I've been living on the surface lately, giving all my attention to the physical struggles and ignoring the deeper ones.  So tonight when I tried to meditate, I felt completely out of place there in the quiet.  It was as if I were in the middle of a project then someone moved my desk to a busy avenue.  It takes a lot of patience and practice to turn off the noise of life, but I am grateful when I can get to the place where unfiltered answers are waiting.  
So while the deep meditation wasn't working, I allowed myself to think about my day, and the things that really set off my emotional eating and the meaning behind them.  
The biggest one was a customer who saw me in my office.

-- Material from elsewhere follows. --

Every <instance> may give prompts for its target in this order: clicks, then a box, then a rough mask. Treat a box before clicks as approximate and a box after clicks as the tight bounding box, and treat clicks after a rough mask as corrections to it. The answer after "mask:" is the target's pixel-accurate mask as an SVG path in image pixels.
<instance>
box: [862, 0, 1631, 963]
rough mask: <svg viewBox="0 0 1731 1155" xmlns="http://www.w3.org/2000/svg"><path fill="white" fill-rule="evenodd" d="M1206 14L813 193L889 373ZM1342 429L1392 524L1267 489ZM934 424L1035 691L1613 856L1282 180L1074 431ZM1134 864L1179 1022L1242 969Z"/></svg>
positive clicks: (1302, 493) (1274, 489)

I explained to him that my office does not take his insurance for purchasing glasses, but the doctor does take it for the medical visit.  He looked at me funny but thanked me and left.  Less than an hour later, when I was in the middle of a crazy busy day (working alone) he called back to say that he called his insurance and they said I am in their network, and asked that I call and talk to some lady he'd been working with.  I told him that this particular company is known for telling people this, because they think our doctors sell the glasses when in reality my department owns the product, and we do not have a contract.  He insisted I was misunderstanding.  I was already irritated that my new supervisor was in the clinic today, but not helping me out and I had other people in looking, buying, pricing things I just couldn't make and headway on things I had started earlier in the day, and these things were cluttering my workspace and making me feel worse.  Still, while some customers were browsing, I made the call to his insurance company and got nowhere.  And I called back to tell him the news and he is going to try again.  At that point, my store was supposed to be closing in less than an hour and I still needed to clean up and settle my sales.  Luckily he didn't call back before I closed, but the stress I was under caused me to eat two blueberry pop tarts.  I don't think I even tasted them, but I felt the pastyness after, and felt the sugars coating the back of my throat.  

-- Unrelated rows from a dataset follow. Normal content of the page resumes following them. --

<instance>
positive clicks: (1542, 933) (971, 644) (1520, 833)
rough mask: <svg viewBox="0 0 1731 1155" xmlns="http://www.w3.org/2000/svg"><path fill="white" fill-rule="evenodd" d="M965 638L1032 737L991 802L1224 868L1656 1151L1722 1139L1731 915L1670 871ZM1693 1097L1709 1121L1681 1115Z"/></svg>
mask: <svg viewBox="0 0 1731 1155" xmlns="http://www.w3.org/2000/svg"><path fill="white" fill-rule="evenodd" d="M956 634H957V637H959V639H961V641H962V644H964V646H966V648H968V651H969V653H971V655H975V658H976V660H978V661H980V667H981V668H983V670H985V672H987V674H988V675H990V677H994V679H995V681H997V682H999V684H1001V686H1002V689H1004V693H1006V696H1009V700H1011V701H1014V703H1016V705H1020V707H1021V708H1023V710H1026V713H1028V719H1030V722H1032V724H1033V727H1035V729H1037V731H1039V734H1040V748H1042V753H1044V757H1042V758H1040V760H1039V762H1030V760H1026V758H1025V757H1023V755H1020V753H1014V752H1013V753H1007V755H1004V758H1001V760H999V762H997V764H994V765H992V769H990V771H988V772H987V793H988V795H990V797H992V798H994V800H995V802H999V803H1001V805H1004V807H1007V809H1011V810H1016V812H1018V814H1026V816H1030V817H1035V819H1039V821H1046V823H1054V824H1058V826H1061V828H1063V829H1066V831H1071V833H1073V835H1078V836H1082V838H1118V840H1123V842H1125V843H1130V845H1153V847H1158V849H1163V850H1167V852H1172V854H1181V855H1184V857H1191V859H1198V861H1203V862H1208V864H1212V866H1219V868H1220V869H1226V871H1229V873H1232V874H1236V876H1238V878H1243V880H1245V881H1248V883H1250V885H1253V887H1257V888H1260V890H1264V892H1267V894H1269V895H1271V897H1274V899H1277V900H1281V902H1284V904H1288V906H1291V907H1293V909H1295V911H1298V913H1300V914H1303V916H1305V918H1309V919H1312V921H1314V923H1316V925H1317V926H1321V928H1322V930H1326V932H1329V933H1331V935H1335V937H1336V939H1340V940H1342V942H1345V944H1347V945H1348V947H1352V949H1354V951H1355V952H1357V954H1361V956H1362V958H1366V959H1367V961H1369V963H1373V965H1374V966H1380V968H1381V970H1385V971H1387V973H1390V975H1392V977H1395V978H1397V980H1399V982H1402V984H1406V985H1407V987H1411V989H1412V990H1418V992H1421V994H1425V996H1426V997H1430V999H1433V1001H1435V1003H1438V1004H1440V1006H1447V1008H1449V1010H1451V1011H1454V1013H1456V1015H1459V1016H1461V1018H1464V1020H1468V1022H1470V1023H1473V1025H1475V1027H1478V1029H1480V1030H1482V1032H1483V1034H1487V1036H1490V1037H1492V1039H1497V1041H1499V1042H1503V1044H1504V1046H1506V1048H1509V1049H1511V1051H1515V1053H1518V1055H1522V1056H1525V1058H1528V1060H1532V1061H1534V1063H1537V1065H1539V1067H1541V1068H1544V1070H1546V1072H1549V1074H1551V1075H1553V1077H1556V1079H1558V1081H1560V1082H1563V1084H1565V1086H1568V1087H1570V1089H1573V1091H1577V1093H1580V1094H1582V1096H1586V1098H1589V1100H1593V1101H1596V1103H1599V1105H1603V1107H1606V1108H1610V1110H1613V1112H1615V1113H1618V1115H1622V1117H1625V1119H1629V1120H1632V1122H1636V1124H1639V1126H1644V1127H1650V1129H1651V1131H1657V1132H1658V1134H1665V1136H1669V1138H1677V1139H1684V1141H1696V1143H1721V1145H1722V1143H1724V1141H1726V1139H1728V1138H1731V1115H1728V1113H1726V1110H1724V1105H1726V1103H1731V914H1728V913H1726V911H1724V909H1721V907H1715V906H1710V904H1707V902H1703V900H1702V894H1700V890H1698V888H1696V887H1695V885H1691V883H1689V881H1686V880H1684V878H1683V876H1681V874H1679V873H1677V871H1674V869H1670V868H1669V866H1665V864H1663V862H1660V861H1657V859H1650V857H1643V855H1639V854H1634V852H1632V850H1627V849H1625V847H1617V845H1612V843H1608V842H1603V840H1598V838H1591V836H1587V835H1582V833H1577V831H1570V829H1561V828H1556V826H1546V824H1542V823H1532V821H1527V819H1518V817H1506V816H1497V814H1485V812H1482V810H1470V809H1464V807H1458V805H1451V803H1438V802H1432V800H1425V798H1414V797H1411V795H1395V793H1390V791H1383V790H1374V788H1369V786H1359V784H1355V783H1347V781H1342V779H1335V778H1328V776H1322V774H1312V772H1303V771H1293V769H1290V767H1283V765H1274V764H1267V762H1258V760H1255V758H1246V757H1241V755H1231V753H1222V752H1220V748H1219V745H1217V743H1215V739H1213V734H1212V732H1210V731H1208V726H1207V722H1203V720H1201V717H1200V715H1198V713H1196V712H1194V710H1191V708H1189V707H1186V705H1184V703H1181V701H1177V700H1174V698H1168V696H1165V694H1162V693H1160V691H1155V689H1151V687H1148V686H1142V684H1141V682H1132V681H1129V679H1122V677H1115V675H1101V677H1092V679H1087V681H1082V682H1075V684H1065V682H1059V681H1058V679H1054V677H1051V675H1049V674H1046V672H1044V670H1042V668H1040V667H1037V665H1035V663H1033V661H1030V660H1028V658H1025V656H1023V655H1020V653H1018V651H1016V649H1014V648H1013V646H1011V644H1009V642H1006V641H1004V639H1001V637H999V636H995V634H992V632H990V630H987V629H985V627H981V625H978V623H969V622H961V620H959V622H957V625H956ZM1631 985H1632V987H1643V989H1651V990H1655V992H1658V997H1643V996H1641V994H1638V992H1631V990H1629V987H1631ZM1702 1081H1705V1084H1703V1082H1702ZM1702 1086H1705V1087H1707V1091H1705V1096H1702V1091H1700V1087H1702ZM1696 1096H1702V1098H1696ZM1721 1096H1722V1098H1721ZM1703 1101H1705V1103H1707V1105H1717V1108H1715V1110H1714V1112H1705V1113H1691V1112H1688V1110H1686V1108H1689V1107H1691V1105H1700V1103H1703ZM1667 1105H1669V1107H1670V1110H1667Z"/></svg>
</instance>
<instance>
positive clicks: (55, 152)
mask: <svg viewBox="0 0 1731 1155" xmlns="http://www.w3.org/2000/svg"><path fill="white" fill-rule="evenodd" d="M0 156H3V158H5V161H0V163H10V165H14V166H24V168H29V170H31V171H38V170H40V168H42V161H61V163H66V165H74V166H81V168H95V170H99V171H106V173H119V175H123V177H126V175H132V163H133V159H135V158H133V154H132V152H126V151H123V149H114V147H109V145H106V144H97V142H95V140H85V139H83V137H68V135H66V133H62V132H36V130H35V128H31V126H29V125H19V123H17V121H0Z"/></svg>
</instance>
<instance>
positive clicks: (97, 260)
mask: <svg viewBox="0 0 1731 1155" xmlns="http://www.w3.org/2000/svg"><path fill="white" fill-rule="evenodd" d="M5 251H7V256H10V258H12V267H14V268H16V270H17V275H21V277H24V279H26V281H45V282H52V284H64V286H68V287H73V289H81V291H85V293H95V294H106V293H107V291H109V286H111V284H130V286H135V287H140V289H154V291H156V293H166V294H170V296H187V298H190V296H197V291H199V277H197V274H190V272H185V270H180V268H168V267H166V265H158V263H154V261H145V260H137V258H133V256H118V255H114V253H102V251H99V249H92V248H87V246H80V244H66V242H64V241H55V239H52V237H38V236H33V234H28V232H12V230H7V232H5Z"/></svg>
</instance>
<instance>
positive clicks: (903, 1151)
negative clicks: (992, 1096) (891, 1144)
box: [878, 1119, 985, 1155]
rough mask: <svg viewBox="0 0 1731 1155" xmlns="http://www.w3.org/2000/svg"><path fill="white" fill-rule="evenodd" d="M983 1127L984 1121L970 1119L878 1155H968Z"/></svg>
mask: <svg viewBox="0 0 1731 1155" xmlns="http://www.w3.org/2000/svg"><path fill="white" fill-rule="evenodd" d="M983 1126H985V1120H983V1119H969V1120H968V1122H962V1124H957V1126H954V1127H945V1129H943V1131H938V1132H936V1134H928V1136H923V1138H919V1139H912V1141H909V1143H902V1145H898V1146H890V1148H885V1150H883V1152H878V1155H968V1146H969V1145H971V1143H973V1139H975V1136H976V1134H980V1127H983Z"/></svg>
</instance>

Geneen Roth is the author whose works I've been using to help me figure out why I reach for food when I'm not hungry.  She says that how we react to situations today is a reflection of a belief about ourselves that we had ingrained in us long ago.  Whether that belief is based on fact or not, we still react to it without thinking.  When I recalled the events of the day, I thought about what I believed about myself that led me to comfort eat today.  I was so frustrated, first of all, that he felt I either didn't know the truth or didn't tell the truth, and it seemed like he wasn't listening to me.  I tried to put my images in my head and my emotions into words and it was almost as if a voice in my head was screaming I have no voice! This has always been an issue with me, feeling talked over, drowned out, feeling insignificant.  And the same was true of my supervisor being too busy to help me; first off, when I look at it rationally, if I'd called and asked him for help, he would have come but I knew he had a million things to take care of, and deadlines, etc.  he's been very helpful and supportive and I could have spoken up and asked for help.  So that's on me. But it does bring up another issue I have, that I expect others to see that I need them and offer assistance.  That's not so realistic.  One of the exercises that GR recommends is, obce you find a trigger, to try and go back (in your mind) to put yourself into the time where that first became a belief, to see yourself as a child, and then to let your adult self comfort that child you once were.  This helps bring about the realization that the belief you are clinging into isn't reality, it's a bad story someone told us long ago, and they told us that story so much, or with so much authority, that we took it for truth.  And now, without knowing why, we still react to things that make us feel the way that ugly little belief did.  I don't have a voice.  I'm not strong enough/smart enough/patient enough/ caring enough to fix this problem.  I will crumble if one more thing gets dumped on me.  I tell myself stuff I'm not sure I believe, but I react to it as if it were truth.  And in moments when I'm buying into these stories, food floods me with a great, tastey distraction.  
It may not be a complete breakthrough, but a step in the direction of more awareness.  I know I can't break my bad habits without examining the emotions behind them, and being more aware of the self-myth I'm buying into.  
I'm happy to report, I am still feeling good as far as my energy level goes.  I am still remarkably sore from the past couple days, but in a good way.